Neural machine translation - using neural networks to translate human language - is an area of active research exploring new neuron types and network topologies with the goal of dramatically improving machine translation performance. Current state-of-the-art approaches, such as the multi-head attention-based transformer, require very large translation corpuses and many epochs to produce models of reasonable quality. Recent attempts to parallelize the official TensorFlow "Transformer" model across multiple nodes have hit roadblocks due to excessive memory use and resulting out of memory errors when performing MPI collectives.
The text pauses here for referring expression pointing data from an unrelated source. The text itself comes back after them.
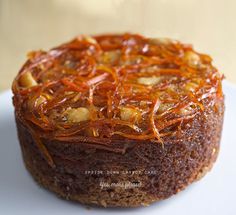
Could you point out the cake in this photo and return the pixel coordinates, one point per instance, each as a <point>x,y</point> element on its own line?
<point>118,120</point>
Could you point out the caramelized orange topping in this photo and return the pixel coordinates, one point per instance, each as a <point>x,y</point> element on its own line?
<point>114,86</point>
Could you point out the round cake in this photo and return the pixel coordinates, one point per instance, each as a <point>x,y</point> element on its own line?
<point>118,120</point>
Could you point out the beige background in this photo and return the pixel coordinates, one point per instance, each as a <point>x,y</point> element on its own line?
<point>41,24</point>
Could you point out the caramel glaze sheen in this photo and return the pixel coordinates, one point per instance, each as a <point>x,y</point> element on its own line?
<point>118,103</point>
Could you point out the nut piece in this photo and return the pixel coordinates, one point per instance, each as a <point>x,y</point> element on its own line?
<point>77,114</point>
<point>129,114</point>
<point>149,80</point>
<point>159,41</point>
<point>192,59</point>
<point>27,80</point>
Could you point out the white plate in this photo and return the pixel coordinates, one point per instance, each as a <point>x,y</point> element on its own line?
<point>214,194</point>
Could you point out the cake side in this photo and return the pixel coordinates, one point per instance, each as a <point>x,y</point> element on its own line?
<point>162,170</point>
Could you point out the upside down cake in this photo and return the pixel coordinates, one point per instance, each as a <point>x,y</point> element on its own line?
<point>118,120</point>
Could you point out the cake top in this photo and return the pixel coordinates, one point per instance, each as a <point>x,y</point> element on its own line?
<point>115,86</point>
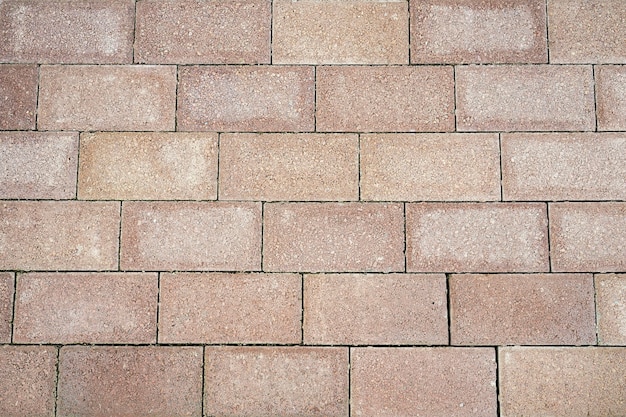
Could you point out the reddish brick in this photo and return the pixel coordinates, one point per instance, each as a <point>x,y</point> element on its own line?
<point>191,236</point>
<point>246,98</point>
<point>385,99</point>
<point>289,167</point>
<point>542,309</point>
<point>130,381</point>
<point>68,235</point>
<point>526,97</point>
<point>438,167</point>
<point>107,97</point>
<point>402,382</point>
<point>333,237</point>
<point>467,237</point>
<point>203,32</point>
<point>86,308</point>
<point>271,381</point>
This paper describes modifications made to the Horovod MPI-based distributed training framework to reduce memory usage for transformer models by converting assumed-sparse tensors to dense tensors, and subsequently replacing sparse gradient gather with dense gradient reduction. The result is a dramatic increase in scale-out capability, with CPU-only scaling tests achieving 91% weak scaling efficiency up to 1200 MPI processes (300 nodes), and up to 65% strong scaling efficiency up to 400 MPI processes (200 nodes) using the Stampede2 supercomputer.